We're looking at this point in time because we have this commercialization machinery for clinical proof of concept or beyond that, assets that we can actually bolt on to our existing commercialization infrastructure to accelerate the growth further of the company, other than with Joenja and secondary indications, of course, and basically with a solid foundation and the growing, continued growing foundation of Ruconest. So this is the story of Pharming at this point in time, and I think we have still two minutes if there's anybody who would like to ask some questions. Thank you very much. Any questions that I can answer? Excuse me? Excuse me?

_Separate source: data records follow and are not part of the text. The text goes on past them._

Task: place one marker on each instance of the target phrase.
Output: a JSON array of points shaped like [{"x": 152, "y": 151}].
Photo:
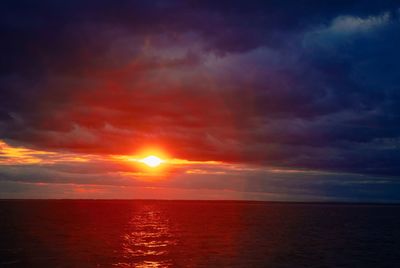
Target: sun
[{"x": 152, "y": 161}]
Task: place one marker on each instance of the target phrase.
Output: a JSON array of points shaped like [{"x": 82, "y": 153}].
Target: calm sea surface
[{"x": 197, "y": 234}]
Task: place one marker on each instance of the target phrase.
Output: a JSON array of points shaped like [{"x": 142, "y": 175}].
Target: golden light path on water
[{"x": 147, "y": 241}]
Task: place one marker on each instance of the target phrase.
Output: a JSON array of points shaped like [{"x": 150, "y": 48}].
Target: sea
[{"x": 151, "y": 233}]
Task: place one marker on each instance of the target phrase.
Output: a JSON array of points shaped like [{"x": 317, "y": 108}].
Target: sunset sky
[{"x": 253, "y": 100}]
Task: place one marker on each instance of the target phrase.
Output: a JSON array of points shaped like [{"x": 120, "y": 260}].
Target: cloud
[{"x": 268, "y": 84}]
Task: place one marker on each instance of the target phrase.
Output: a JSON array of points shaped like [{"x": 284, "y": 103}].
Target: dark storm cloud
[{"x": 305, "y": 84}]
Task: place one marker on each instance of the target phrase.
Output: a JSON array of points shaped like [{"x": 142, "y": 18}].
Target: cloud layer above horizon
[{"x": 309, "y": 86}]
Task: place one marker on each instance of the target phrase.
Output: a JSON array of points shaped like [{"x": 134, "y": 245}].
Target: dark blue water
[{"x": 197, "y": 234}]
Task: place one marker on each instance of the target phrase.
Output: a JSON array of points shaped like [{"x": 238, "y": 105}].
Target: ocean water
[{"x": 197, "y": 234}]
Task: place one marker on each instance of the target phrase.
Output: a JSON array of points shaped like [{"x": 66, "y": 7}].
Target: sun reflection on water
[{"x": 147, "y": 242}]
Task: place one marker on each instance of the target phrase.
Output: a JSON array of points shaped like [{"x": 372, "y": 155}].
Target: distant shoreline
[{"x": 334, "y": 203}]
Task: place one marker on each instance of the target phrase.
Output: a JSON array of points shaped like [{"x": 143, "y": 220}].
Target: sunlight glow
[{"x": 152, "y": 161}]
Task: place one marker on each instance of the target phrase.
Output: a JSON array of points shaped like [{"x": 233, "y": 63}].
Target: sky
[{"x": 247, "y": 100}]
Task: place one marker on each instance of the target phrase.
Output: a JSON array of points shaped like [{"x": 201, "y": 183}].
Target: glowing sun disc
[{"x": 152, "y": 161}]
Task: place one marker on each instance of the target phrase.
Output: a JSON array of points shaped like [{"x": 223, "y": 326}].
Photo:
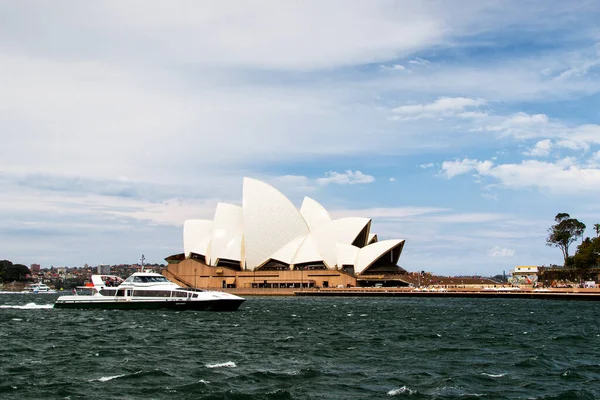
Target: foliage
[
  {"x": 566, "y": 231},
  {"x": 588, "y": 254},
  {"x": 13, "y": 272}
]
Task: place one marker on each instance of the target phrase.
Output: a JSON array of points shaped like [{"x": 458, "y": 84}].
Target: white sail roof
[
  {"x": 346, "y": 254},
  {"x": 271, "y": 221},
  {"x": 342, "y": 230},
  {"x": 314, "y": 213},
  {"x": 372, "y": 238},
  {"x": 286, "y": 253},
  {"x": 195, "y": 235},
  {"x": 368, "y": 255},
  {"x": 227, "y": 233},
  {"x": 308, "y": 251}
]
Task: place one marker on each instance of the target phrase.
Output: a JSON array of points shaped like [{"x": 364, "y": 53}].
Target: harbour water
[{"x": 303, "y": 348}]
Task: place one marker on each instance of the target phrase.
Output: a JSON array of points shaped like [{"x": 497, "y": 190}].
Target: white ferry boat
[
  {"x": 146, "y": 290},
  {"x": 38, "y": 288}
]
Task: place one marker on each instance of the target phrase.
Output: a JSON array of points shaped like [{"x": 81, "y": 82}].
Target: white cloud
[
  {"x": 519, "y": 122},
  {"x": 562, "y": 176},
  {"x": 498, "y": 251},
  {"x": 442, "y": 107},
  {"x": 418, "y": 61},
  {"x": 395, "y": 67},
  {"x": 541, "y": 149},
  {"x": 458, "y": 167},
  {"x": 348, "y": 177},
  {"x": 572, "y": 145}
]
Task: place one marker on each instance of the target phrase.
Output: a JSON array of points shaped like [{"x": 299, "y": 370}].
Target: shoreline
[{"x": 545, "y": 294}]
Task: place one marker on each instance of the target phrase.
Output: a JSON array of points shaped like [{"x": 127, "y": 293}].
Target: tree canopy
[
  {"x": 588, "y": 254},
  {"x": 566, "y": 231},
  {"x": 13, "y": 272}
]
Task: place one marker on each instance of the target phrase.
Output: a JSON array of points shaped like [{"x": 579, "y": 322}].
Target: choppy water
[{"x": 303, "y": 348}]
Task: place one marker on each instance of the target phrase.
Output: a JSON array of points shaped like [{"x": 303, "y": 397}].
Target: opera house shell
[{"x": 271, "y": 237}]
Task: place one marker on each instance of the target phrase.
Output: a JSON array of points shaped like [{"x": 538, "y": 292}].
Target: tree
[
  {"x": 588, "y": 254},
  {"x": 564, "y": 233},
  {"x": 16, "y": 272}
]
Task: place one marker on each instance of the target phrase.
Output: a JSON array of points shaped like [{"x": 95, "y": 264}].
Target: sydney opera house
[{"x": 270, "y": 243}]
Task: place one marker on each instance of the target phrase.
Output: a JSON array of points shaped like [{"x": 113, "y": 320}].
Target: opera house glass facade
[{"x": 269, "y": 243}]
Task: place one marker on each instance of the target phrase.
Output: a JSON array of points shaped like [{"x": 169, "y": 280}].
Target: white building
[{"x": 269, "y": 233}]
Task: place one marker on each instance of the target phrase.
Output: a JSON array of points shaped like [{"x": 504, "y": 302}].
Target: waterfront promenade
[{"x": 515, "y": 293}]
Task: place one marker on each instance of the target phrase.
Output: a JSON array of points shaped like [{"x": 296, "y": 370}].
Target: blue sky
[{"x": 462, "y": 127}]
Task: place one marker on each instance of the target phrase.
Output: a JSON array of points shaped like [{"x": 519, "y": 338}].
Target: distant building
[
  {"x": 269, "y": 243},
  {"x": 525, "y": 275},
  {"x": 103, "y": 269}
]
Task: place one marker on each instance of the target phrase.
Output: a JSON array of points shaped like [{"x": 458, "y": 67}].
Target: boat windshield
[{"x": 153, "y": 279}]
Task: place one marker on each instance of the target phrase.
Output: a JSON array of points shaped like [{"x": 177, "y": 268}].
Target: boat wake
[
  {"x": 110, "y": 378},
  {"x": 402, "y": 390},
  {"x": 228, "y": 364},
  {"x": 493, "y": 375},
  {"x": 29, "y": 306}
]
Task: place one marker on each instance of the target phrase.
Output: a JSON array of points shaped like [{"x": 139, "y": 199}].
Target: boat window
[
  {"x": 152, "y": 293},
  {"x": 108, "y": 292}
]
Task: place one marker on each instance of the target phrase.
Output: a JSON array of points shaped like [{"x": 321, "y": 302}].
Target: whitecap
[
  {"x": 493, "y": 375},
  {"x": 402, "y": 390},
  {"x": 29, "y": 306},
  {"x": 107, "y": 378},
  {"x": 228, "y": 364}
]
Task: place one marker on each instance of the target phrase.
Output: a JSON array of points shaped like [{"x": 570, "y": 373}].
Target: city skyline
[{"x": 461, "y": 127}]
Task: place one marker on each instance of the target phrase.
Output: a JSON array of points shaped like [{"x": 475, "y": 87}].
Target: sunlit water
[{"x": 303, "y": 348}]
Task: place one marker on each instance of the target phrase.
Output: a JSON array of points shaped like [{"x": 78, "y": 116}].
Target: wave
[
  {"x": 228, "y": 364},
  {"x": 493, "y": 375},
  {"x": 402, "y": 390},
  {"x": 29, "y": 306},
  {"x": 107, "y": 378}
]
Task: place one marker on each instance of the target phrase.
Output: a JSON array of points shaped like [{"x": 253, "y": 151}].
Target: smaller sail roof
[
  {"x": 368, "y": 255},
  {"x": 196, "y": 236}
]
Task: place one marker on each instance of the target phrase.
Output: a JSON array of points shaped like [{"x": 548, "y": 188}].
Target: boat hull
[{"x": 133, "y": 304}]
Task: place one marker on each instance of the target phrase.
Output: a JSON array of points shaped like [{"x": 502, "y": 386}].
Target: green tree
[
  {"x": 588, "y": 254},
  {"x": 16, "y": 272},
  {"x": 564, "y": 233}
]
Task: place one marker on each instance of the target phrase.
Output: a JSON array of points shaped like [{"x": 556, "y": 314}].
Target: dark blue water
[{"x": 304, "y": 348}]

What is... When does go generic?
Ruconest does not go generic. Ruconest will lose exclusivity in 2026. Ruconest is produced from the milk of our transgenic rabbits. And C1 inhibitor is a notoriously difficult protein to express, so we have no indications whatsoever that anybody is even trying to, because we tried many ways as well, trying to get anything with a C1 inhibitor done. So there is no, there's basically the exclusivity is a non-event, and there's no indication whatsoever that there's a biosimilar coming into the market. Apart from the fact, of course, that Ruconest is not such a big product that it is worth your while to do that. So that's basically the answer. It's an irrelevant, it's an irrelevant moment. Does that answer your question? Good. Thank you.
Okay, thank you very much for your, for your attention, and goodbye.